Event summary combining transcript, slides, and related documents.

Logotype for Hydrofarm Holdings Group Inc

Q4 2024 earnings summary

24 Dec, 2025

Executive summary

  • 2024 saw notable operational improvements, but a challenging second half, especially Q4, due to industry oversupply and retail closures led to lower sales across the supply chain.

  • Net sales declined 20.9% year-over-year in Q4 2024 to $37.3M, and full-year sales fell 16% to $190.3M.

  • Strategic focus on higher-margin proprietary brands increased their sales mix from 35% in 2020 to 56% in 2024, supporting profitability in most quarters despite industry headwinds.

  • Adjusted EBITDA was negative at $(7.3)M for Q4 and $(5.2)M for the year, reflecting industry headwinds and lower gross margins.

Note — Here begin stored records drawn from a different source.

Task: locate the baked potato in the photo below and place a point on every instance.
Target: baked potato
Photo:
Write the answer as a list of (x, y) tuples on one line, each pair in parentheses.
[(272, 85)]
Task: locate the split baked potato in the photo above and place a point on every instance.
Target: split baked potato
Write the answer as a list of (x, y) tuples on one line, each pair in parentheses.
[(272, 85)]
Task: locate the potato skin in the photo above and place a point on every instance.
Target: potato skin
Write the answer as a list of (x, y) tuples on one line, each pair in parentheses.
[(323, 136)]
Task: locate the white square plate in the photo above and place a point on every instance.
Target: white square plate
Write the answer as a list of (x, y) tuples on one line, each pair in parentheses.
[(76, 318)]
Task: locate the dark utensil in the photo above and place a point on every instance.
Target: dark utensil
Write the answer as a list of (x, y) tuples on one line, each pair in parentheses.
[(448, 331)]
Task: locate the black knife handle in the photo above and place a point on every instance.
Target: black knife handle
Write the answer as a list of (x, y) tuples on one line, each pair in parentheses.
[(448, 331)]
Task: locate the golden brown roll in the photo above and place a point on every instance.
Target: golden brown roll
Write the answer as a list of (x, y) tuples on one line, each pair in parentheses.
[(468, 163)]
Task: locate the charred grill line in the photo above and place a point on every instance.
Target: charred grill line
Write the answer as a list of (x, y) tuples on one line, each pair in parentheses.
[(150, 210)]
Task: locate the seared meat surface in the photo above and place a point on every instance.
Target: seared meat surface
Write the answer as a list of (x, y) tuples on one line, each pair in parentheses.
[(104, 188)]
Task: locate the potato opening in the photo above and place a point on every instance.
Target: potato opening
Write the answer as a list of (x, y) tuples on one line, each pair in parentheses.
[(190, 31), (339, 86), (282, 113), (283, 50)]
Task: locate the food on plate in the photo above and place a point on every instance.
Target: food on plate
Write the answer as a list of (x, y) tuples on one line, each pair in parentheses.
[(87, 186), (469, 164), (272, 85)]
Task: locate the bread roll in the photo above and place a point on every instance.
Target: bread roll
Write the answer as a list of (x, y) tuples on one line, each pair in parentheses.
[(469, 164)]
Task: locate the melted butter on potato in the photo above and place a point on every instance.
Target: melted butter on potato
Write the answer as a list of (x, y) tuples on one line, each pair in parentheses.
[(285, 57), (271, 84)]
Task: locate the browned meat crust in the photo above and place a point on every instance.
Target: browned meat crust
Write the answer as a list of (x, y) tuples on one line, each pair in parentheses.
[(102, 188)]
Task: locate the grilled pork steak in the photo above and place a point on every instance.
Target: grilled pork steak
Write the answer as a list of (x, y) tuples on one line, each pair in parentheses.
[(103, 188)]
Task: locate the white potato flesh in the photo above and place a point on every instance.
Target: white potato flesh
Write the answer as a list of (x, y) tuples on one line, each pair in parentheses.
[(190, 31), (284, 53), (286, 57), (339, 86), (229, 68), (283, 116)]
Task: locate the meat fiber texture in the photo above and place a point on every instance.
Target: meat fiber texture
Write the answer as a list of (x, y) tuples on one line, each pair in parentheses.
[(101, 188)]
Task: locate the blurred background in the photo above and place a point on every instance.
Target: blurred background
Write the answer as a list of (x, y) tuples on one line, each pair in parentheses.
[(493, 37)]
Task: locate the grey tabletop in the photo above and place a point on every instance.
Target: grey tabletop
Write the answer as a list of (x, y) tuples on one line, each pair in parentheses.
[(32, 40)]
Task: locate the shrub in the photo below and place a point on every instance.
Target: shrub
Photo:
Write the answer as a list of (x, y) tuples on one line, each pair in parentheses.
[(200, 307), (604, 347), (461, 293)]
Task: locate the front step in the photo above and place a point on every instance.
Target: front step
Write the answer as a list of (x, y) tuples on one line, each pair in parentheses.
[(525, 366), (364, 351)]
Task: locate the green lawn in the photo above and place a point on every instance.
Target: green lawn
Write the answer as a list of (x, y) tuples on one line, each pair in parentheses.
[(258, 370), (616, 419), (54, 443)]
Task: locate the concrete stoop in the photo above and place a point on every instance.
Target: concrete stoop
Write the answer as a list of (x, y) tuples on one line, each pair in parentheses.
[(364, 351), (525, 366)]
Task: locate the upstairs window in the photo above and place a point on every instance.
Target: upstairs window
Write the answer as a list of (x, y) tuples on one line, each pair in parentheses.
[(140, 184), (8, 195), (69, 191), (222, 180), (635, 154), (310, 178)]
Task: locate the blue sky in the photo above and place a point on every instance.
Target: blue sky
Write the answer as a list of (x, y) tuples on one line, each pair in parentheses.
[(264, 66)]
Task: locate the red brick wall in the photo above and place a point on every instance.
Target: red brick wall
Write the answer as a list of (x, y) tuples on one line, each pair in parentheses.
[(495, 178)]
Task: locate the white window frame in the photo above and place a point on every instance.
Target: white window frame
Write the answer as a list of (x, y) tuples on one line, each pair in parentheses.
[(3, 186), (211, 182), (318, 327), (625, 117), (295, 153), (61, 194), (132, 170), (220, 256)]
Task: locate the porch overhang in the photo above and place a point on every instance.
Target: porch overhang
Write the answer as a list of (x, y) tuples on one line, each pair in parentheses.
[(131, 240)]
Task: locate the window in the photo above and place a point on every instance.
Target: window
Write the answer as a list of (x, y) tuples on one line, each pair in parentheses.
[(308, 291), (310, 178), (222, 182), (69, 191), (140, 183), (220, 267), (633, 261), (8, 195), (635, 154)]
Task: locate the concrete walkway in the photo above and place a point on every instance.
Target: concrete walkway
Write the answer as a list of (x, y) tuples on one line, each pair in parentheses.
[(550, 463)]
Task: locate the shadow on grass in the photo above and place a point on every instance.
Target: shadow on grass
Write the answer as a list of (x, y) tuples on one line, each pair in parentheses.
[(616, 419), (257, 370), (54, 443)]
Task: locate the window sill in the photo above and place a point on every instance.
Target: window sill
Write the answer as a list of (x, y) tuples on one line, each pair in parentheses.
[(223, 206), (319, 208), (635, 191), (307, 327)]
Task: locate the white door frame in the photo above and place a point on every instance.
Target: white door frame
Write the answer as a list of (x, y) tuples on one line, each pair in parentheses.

  • Cost management initiatives led to a 16.9% reduction in adjusted SG&A for the year, with $9M in annual savings.

Financial highlights

  • Q4 net sales were $37.3 million, down 20.9% year-over-year, driven by a 16.8% decrease in volume and 3.9% decline in pricing.

  • Q4 gross profit was $1.8 million (4.9% margin), down from $8.4 million (17.9%) last year; adjusted gross profit was $3.6 million (9.6% margin), down from $11.5 million (24.3%).

  • Q4 adjusted EBITDA loss was $7.3 million, attributed to lower sales and gross profit, partially offset by SG&A savings.

  • Cash balance at year-end was $26.1 million, with $119.3 million in term debt and $39 million in total liquidity.

  • Q4 free cash flow was $2.4 million; full-year free cash flow was negative $(3.2) million.

Outlook and guidance

  • 2025 net sales expected to decline 10–20% year-over-year, but adjusted gross profit margin is projected to increase due to improved proprietary brand mix and cost savings.

  • Adjusted EBITDA expected to remain negative but improve versus 2024, with further SG&A reductions and operational efficiencies.

  • No significant non-restructuring inventory or receivable charges anticipated for 2025; free cash flow expected to improve.

  • Capital expenditures projected below $2M for 2025.